Die Handänderung an einer Liegenschaft durch Erbteilung im
Sinn von § 216 Abs. 3 lit. a StG setzt folglich voraus, dass die
Liegenschaft im Zeitpunkt der Eigentumsübertragung Teil des ungeteilten
Nachlasses im Gesamteigentum einer Erbengemeinschaft bildete. Lag der
Rechtsgrund für das Gesamteigentum an der Liegenschaft in jenem Zeitpunkt
dagegen nicht mehr im Erbrecht, d. h. war die Erbengemeinschaft in Bezug auf die betreffende
Liegenschaft bereits früher untergegangen (z. B. infolge Aufgabe des Zwecks als
Liquidationsgemeinschaft), so kann die Handänderung nicht im Rahmen der
Erbteilung erfolgt sein. Vielmehr bildet diesfalls die Übertragung der
Liegenschaft aus dem Gesamteigentum der Personenmehrheit in das Alleineigentum des
Empfängers eine gewöhnliche Realteilung. Für die Privilegierung gestützt auf
den Aufschubtatbestand von § 216 Abs. 3 lit. a StG besteht in
diesem Fall keine Rechtsgrundlage; die durch diese Handänderung entstandene
Grundstückgewinnsteuer wird erhoben.
2.2
In einem
ersten Schritt wird somit zu erörtern sein, zu welchem Zeitpunkt die
massgebliche Handänderung an der Liegenschaft Kat.-Nr. 01 erfolgte. Nachdem
dies feststeht, ist in einem zweiten Schritt zu prüfen, ob zu jenem Zeitpunkt
die Erbengemeinschaft noch bestand und die Handänderung folglich im Rahmen der
Erbteilung erfolgen konnte.

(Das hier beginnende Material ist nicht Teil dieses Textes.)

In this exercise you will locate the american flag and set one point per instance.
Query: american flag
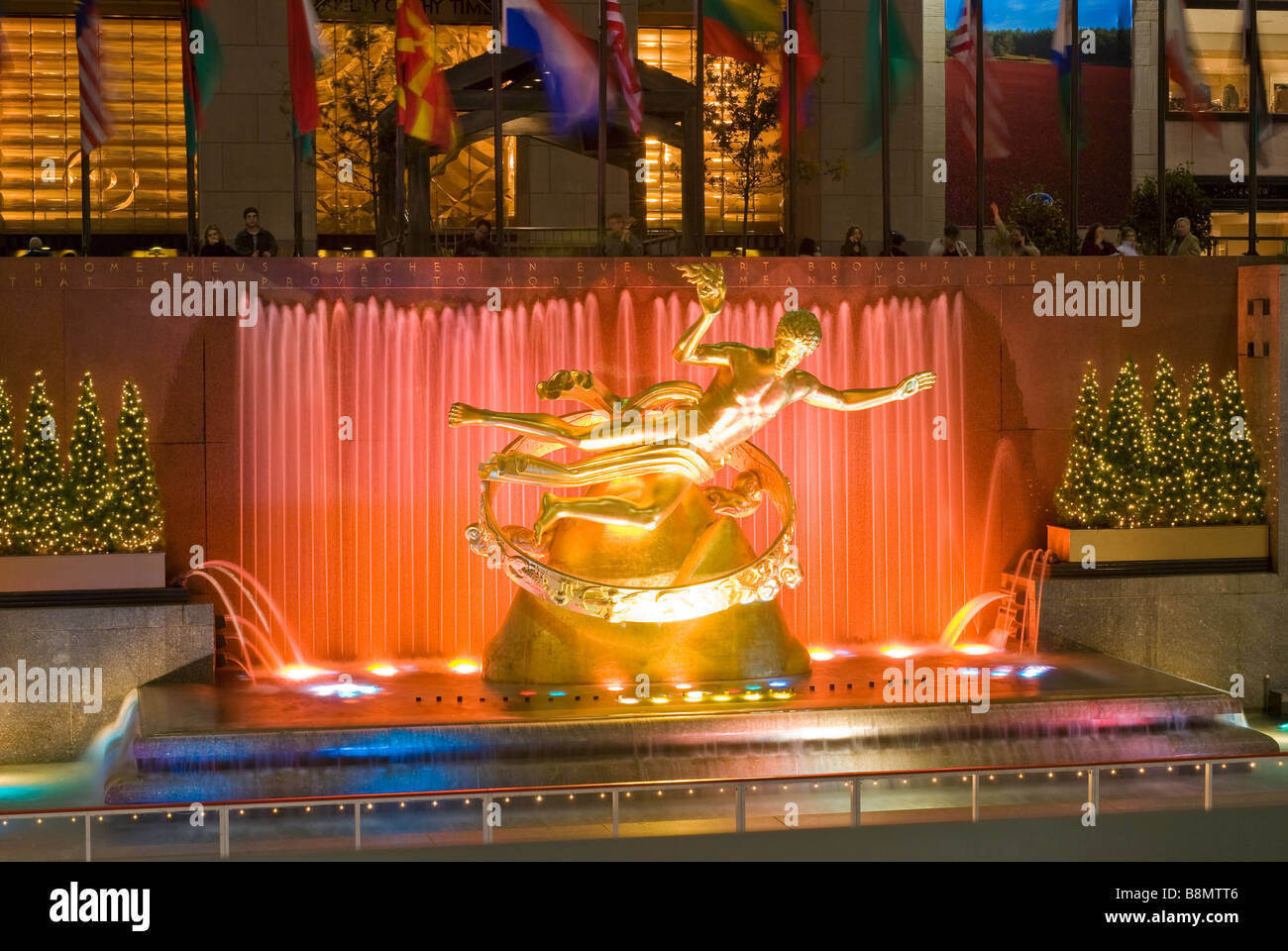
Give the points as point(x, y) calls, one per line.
point(623, 67)
point(961, 47)
point(95, 120)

Nur in diesem Fall können die Pflichtigen den
Aufschubtatbestand von § 216 Abs. 3 lit. a StG anrufen.
3.
3.1
Was den
Zeitpunkt der für die Grundstückgewinnsteuern massgeblichen Handänderung
betrifft, so äusserten sich die Pflichtigen im Verlauf des Verfahrens
uneinheitlich: In den Grundstückgewinnsteuererklärungen deklarierten die Pflichtigen
den 26. Januar 2016 als "Datum der Veräusserung /
Eigentumsübertragung". In der Einsprache machten sie sodann geltend, die
massgebliche (partielle) Erbteilung in Bezug auf das Grundstück Kat.-Nr. 01
sei mit der Parzellierung, d. h.
am 1. Dezember 2015 geschehen. In der Rekursschrift scheinen sie sich auf
den Standpunkt zu stellen, die massgebliche partielle Erbteilung sei am 20. August
2014.
beschlossen worden. Zu diesem Zeitpunkt hätten sich die Erben über die
Teilung des Grundstücks Kat.-Nr. 01 geeinigt. Dass diese Erbteilung zu
jenem Zeitpunkt noch nicht ins Grundbuch eingetragen worden sei, sei in der
noch ausstehenden Genehmigung des Quartierplans durch die Baudirektion begründet
gewesen. Am Datum des 20. August 2014 als massgeblichen Zeitpunkt halten
die Pflichtigen auch im Beschwerdeverfahren fest: An diesem Datum habe sich die
Erbteilung in Bezug auf das Grundstück Kat.-Nr. 01 zugetragen, die
"ausführende Parzellierung" sei nur ein "Akt der
Erbteilung" gewesen. Am 20. August 2014 sei in einer Sitzung der
Erben über den Situationsplan J "Erbaufteilung" vom 18. August
2014.
die partielle Erbteilung beschlossen worden, wobei der Plan in
schriftlicher Form vorliege.
Als Beweismittel zu dieser Sachdarstellung reichten die Pflichtigen
der Vorinstanz einen das Logo der K AG enthaltenen Situationsplan ein, auf
dem das J abgebildet ist. Darauf sind fünf Parzellen eingezeichnet und in einer
zugehörigen Legende sind jeder dieser Parzellen Masse in Quadratmetern
zugeordnet. Der Plan enthält die Überschrift "…" und ist mit
"Vorprojekt 18.08.2014" datiert. Das Dokument enthält weder die Namen
der Pflichtigen noch ist es unterzeichnet.
3.2
Massgeblicher
Handänderungszeitpunkt hinsichtlich eines durch Realteilung übertragenen
Grundstücks ist der Grundbucheintrag, der die zivilrechtliche Handänderung auf
den neuen Alleineigentümer konstitutiv begründet (E. 2.1). Der
Grundbucheintrag der einzelnen Pflichtigen als neue Alleineigentümer
hinsichtlich der Parzellen 04 (neu), 05, 06 und 07 erfolgte am 26. Januar
2016, gestützt auf den zwischen allen Pflichtigen gleichentags formgültig
geschlossenen Erbteilungsvertrag. Damit steht dieses Datum als für die Zwecke
der Grundstückgewinnsteuer massgebliches Handänderungsdatum fest. Ob und
inwiefern die Pflichtigen vor diesem Datum bereits gewillt gewesen sein mögen,
die Handänderungen vorzunehmen, ist nicht von Bedeutung.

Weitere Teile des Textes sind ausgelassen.